Het doel van ons gemeente-zijn is dat we als gemeente(leden) groeien in de verborgen omgang met God, groeien in de onderlinge gemeenschap, samen één zijn in veelkleurigheid, verbonden met, gastvrij naar en dienstbaar aan de samenleving en de wereld.

30 juli 2017

Preek bij Marcus 8: 1 – 10

Het is eigenlijk een lastig verhaal over de spijziging van vier duizend mensen. Het loopt al twintig eeuwen goed af. En toch haakt er iets. Je komt er niet mee klaar.
Want in de werkelijkheid van alledag loopt het dikwijls helemaal niet goed af.
Het verhaal vertelt van een werkelijkheid met een massa mensen die niets te eten hebben dat is al jaren hoogst actueel. Het evangeliebericht over de vierduizend die verzadigd werden is ver weg bij ons vandaan, evenals de miljoenen die heden ten dage niets te eten hebben en als die tallozen in deze wereld die arm en dakloos zwerven, vluchtend om hun leven te redden. Wat in het evangelie begint – het messiaanse rijk – is echter niet af; het gaat door en vaak ook niet.

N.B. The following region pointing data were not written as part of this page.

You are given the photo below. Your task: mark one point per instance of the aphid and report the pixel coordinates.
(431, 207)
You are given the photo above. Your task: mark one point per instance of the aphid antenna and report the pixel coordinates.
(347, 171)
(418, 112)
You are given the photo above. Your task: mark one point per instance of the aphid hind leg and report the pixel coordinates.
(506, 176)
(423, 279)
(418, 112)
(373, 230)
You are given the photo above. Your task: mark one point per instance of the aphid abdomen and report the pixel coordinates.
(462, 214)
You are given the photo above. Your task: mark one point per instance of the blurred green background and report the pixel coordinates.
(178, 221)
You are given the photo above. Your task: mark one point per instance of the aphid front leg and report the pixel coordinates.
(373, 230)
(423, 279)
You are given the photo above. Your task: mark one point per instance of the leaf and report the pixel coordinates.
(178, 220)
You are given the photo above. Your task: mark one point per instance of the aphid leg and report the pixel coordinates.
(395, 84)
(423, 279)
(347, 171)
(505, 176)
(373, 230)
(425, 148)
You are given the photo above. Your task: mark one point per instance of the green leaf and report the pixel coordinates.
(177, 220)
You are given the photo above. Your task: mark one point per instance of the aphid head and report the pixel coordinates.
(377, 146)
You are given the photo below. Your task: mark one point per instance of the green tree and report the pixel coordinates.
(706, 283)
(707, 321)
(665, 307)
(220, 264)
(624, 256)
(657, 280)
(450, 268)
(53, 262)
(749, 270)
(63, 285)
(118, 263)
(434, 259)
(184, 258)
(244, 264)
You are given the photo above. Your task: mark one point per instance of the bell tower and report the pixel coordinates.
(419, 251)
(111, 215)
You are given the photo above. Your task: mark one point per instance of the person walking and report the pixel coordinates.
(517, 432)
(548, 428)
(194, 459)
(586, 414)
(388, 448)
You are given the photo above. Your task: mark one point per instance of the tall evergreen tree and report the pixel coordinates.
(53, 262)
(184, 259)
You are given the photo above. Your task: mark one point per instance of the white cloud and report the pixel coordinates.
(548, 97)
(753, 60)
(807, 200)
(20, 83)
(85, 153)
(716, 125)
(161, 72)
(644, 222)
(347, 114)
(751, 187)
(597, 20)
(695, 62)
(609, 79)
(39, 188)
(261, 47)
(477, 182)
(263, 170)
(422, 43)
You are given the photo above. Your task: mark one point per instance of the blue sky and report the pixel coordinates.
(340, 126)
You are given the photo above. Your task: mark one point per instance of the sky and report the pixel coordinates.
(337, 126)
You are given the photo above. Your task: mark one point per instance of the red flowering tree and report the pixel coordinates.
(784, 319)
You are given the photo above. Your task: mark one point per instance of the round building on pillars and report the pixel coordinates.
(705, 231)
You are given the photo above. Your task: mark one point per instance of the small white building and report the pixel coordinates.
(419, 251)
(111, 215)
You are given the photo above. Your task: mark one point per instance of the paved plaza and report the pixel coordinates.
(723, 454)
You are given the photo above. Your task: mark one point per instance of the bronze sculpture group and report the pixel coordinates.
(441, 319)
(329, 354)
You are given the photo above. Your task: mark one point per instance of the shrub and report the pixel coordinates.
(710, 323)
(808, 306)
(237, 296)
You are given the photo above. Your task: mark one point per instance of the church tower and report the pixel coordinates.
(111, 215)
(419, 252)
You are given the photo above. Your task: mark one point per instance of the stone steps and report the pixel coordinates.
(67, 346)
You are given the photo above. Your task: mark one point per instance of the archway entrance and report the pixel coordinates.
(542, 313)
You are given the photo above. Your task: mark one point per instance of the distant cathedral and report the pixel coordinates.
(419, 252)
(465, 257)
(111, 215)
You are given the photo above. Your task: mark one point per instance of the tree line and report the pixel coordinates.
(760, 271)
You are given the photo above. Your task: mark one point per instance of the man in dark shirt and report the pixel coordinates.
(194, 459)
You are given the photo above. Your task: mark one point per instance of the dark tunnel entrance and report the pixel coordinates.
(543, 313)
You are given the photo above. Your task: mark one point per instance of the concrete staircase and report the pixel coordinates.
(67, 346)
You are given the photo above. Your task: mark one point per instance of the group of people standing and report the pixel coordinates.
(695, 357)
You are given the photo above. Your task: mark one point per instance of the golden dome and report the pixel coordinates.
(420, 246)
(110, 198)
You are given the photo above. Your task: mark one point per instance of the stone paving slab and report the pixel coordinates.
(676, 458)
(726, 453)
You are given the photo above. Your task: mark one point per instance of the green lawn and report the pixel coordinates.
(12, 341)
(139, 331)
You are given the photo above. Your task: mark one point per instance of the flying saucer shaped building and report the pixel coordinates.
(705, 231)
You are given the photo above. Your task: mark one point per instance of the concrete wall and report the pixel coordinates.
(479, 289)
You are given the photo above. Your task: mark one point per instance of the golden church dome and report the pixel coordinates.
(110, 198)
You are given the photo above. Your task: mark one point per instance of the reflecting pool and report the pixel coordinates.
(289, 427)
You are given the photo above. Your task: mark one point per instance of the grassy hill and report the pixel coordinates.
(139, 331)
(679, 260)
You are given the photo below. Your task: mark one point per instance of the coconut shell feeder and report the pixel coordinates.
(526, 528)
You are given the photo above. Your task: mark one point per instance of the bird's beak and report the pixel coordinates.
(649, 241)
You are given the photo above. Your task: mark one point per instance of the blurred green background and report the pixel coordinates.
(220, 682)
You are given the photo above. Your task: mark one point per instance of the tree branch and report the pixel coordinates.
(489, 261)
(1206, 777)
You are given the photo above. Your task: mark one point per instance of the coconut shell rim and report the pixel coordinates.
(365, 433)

Het verhaal gaat verder: toen allen verzadigd waren, werden de overgebleven brokken opgeraapt. Maar voor het doek valt nog even de vraag: door wie werd dit overschot opgeraapt? Door degenen die het brood hadden uitgedeeld gekregen, omdat zij niets te eten hadden, of door de discipelen die blij waren dat er nog wat voor hen was overgebleven?
Toch nog een happy ending van een merkwaardig geloofsavontuur? Ik zou denken: ook de rest was voor de verzadigde massa, voor onderweg en verder; zij raapten de overgebleven brokken op.

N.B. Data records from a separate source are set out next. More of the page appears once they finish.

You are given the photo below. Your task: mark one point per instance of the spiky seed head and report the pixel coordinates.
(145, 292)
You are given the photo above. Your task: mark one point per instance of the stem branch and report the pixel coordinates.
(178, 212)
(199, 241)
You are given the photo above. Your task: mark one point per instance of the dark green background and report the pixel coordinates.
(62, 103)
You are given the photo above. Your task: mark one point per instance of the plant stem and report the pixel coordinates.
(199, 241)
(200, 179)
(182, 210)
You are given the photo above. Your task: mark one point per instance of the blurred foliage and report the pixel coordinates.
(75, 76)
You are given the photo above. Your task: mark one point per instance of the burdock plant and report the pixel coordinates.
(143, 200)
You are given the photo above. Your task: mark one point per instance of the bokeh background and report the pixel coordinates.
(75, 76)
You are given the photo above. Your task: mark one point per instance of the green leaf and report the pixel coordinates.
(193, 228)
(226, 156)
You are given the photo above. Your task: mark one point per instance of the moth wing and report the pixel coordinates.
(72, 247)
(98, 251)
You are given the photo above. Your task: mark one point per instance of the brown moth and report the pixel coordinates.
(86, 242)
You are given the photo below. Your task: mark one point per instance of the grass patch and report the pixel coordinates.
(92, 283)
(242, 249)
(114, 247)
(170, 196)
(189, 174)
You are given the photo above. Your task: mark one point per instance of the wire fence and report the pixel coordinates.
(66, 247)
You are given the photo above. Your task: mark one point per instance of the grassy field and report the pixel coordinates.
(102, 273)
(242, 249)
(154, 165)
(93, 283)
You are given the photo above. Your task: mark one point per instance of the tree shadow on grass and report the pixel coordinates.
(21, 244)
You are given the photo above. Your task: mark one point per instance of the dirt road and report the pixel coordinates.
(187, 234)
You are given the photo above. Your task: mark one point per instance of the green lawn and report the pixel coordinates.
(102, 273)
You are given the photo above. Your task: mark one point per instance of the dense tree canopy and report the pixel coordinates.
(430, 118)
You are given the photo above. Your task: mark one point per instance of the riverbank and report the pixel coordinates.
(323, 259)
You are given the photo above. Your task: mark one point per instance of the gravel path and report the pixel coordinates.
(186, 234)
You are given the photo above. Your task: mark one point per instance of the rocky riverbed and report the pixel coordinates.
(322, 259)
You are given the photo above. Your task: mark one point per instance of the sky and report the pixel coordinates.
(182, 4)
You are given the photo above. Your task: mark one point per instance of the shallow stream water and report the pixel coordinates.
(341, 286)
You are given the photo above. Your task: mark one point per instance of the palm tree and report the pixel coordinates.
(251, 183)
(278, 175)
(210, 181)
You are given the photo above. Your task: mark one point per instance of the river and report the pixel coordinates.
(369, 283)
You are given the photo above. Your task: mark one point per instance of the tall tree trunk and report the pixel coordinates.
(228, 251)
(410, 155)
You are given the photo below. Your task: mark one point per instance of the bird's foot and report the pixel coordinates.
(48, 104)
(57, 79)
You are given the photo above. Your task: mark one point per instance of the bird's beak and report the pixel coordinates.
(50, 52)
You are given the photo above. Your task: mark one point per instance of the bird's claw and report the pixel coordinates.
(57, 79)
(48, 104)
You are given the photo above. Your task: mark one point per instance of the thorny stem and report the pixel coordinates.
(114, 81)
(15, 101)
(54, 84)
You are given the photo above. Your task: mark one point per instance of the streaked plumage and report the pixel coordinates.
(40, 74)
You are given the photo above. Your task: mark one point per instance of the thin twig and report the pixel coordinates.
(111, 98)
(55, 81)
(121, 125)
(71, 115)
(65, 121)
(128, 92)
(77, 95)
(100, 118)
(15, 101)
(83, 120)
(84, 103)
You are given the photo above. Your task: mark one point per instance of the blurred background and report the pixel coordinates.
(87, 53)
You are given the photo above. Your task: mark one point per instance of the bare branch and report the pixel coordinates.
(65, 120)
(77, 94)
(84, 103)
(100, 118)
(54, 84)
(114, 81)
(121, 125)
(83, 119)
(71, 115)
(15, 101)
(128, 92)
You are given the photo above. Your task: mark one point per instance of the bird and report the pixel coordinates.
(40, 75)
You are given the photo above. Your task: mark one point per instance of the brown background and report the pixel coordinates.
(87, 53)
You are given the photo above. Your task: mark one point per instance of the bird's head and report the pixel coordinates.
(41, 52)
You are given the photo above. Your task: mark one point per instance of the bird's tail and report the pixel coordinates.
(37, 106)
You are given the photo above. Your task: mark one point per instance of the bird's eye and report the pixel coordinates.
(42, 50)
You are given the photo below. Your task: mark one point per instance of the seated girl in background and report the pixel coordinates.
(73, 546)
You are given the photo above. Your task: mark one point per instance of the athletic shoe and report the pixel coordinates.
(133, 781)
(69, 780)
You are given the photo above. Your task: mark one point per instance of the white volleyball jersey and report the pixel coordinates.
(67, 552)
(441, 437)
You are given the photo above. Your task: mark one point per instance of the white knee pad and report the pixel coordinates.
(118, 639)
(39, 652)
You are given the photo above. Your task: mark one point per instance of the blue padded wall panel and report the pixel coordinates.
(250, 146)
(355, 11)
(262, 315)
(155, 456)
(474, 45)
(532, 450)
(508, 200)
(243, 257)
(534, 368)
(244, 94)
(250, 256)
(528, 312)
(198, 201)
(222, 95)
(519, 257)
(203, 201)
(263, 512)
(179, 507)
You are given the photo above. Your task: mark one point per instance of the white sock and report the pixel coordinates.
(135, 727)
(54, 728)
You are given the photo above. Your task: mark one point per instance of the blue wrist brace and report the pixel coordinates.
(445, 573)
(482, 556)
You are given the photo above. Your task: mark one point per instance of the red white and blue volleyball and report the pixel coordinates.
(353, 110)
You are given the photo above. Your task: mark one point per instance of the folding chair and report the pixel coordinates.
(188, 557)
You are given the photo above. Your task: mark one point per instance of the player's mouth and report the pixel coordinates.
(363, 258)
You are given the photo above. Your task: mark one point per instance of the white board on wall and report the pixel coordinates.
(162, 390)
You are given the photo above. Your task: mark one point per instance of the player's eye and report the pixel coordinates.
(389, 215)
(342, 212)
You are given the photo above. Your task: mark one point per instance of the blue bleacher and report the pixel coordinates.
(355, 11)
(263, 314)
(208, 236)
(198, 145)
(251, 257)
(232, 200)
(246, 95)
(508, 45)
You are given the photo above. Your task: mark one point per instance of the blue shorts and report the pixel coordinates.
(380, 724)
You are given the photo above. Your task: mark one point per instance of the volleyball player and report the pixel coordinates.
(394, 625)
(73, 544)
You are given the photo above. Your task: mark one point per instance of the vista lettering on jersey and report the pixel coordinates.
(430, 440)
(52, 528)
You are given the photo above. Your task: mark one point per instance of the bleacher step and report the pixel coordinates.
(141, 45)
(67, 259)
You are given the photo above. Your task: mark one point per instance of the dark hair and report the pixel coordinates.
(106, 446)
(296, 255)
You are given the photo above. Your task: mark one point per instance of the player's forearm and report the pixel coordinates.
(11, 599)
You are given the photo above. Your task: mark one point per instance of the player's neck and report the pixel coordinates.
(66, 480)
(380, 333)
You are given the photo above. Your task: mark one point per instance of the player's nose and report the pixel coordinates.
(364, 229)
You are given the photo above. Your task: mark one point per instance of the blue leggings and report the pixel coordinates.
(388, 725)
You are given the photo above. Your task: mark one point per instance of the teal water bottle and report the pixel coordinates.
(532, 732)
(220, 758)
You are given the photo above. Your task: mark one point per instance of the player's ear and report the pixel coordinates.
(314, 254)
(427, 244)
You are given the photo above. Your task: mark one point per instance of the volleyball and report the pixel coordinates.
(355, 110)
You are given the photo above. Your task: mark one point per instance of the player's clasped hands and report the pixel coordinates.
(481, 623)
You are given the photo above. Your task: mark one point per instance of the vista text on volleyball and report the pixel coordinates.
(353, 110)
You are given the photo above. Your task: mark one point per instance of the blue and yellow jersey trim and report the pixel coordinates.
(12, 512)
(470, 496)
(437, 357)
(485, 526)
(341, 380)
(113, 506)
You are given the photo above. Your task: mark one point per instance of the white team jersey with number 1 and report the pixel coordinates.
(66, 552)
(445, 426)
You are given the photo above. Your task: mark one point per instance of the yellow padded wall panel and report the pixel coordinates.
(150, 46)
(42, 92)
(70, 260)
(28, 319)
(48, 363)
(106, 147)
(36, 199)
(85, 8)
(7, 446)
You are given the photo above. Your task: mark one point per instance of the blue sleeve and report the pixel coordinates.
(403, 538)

Maar dat kan betekenen dat Jezus en zijn leerlingen met lege handen en vooral met lege magen achterbleven. Zeg nou niet te snel dat dat toch een “goed gevoel”oplevert. Ik denk echter ook dat veel gevende mensen in de loop der eeuwen tot op heden, na een uitdeling of na een in allerijl georganiseerde inzameling voor noodhulp, zelf vrolijk verder leven, niet met lege handen en wel degelijk met gevulde magen, de zogenaamde “overgeschoten brokken”! want, zegt men, als je eerlijk deelt is immers iedereen blij en tevreden.

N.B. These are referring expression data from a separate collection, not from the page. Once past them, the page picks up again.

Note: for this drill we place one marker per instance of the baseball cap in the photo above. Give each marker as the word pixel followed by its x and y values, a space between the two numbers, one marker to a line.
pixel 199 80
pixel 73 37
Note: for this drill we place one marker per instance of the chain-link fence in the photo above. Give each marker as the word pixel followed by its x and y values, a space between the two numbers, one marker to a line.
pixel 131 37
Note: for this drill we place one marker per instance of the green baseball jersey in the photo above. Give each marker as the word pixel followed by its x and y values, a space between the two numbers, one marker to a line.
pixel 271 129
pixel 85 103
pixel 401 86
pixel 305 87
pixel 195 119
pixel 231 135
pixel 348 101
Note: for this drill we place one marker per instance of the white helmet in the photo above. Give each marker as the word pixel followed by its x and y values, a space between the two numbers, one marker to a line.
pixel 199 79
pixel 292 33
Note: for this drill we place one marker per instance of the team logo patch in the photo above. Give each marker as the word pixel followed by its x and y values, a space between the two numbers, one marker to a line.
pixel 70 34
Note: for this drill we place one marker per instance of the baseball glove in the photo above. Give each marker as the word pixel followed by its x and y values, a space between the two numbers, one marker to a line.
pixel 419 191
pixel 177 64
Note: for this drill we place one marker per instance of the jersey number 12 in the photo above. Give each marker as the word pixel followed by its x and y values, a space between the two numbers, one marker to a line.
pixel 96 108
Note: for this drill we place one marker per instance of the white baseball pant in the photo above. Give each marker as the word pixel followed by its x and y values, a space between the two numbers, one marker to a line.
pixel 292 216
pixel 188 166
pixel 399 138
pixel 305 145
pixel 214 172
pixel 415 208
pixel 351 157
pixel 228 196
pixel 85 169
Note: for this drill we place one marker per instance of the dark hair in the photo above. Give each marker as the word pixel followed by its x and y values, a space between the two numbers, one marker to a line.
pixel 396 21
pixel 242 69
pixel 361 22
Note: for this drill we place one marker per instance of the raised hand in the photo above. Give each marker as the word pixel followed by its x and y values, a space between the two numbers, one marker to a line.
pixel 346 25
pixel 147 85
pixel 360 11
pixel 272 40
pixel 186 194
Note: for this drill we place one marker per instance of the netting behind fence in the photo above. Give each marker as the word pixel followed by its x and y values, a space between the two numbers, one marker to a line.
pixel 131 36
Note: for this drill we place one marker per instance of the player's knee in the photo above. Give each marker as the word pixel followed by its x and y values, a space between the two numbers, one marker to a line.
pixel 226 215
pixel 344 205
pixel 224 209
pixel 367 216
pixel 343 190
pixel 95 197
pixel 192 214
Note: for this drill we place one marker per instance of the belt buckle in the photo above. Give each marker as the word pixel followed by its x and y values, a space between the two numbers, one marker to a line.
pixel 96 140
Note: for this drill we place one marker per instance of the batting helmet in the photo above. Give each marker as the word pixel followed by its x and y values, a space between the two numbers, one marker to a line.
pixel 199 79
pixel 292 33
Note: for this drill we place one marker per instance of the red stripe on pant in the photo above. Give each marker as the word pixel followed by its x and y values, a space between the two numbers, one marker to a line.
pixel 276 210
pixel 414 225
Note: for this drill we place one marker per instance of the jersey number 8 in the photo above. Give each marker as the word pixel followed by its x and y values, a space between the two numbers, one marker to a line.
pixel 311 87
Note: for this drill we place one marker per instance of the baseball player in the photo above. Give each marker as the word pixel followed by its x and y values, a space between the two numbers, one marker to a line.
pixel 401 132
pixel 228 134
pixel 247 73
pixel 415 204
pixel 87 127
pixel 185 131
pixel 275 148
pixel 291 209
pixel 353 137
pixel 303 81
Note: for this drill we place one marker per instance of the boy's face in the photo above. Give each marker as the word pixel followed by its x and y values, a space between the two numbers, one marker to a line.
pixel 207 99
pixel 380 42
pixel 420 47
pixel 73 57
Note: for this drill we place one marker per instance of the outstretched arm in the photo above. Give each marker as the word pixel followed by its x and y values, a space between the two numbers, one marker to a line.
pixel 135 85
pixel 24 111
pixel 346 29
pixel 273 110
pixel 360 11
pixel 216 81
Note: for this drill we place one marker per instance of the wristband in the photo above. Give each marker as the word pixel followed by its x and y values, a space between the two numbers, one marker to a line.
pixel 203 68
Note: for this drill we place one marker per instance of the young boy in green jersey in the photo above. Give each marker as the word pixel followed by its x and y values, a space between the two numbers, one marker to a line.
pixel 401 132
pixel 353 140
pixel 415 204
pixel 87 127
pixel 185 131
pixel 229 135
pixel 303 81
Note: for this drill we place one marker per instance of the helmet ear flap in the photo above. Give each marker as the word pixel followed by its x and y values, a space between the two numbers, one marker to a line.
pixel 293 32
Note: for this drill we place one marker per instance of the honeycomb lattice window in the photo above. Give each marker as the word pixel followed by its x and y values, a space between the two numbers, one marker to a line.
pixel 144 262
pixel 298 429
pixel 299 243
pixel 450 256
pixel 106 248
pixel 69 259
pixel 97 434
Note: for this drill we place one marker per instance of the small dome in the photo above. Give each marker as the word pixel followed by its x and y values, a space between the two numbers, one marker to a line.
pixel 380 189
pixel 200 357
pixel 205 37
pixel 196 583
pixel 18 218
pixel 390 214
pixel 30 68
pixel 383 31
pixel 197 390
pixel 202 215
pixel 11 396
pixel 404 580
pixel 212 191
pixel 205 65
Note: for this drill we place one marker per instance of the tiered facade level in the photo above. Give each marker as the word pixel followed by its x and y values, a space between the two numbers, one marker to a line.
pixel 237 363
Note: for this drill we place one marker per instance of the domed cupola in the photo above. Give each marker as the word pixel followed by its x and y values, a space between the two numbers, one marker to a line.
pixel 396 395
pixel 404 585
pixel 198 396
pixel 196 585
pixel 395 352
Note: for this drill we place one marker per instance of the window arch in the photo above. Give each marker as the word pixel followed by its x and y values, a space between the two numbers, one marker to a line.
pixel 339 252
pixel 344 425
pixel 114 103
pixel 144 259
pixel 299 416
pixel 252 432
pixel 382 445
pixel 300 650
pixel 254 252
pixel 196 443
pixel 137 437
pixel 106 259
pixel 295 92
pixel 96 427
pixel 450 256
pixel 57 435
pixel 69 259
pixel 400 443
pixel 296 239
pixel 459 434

Maar gat het hier wel om eerlijk delen en om tevredenheid alom? Gaat het hier om evenwicht? Het evangelie vertelt van mensen die niets te eten hebben. Hoe kan dat nou? Het zijn mensen die naar Jezus zijn komen luisteren. Soms komen ze van een grote afstand. En ze blijven dagenlang bij hem om te luisteren. Misschien geven ze het niet zo toe als je er naar vraagt: “ach, ik ben wel benieuwd wat die man te zeggen heeft”. Maar wie dagen loopt en dagen blijft luisteren, die is wel degelijk gegrepen, die komt om zich vol te zuigen en aan zijn lippen te hangen, die heeft honger naar de woorden van Jezus. Soms heb je gewoon honger naar woorden: je gaat op het puntje van je stoel zitten en je zou elk woord wel willen opdrinken van wat iemand zegt. Omdat het je helderheid verschaft, omdat het de woorden en de emotie zijn die je troosten en verzoenen. Ik denk dat veel mensen daar vooral voor zichzelf gekomen zijn. Voor hun eigen honger. Niet voor de buurvrouw, niet voor die anderen. Niet omdat je dat niet zou kunnen schelen, maar omdat je zo op weg bent gegaan: alleen of misschien met een paar anderen uit je dorp.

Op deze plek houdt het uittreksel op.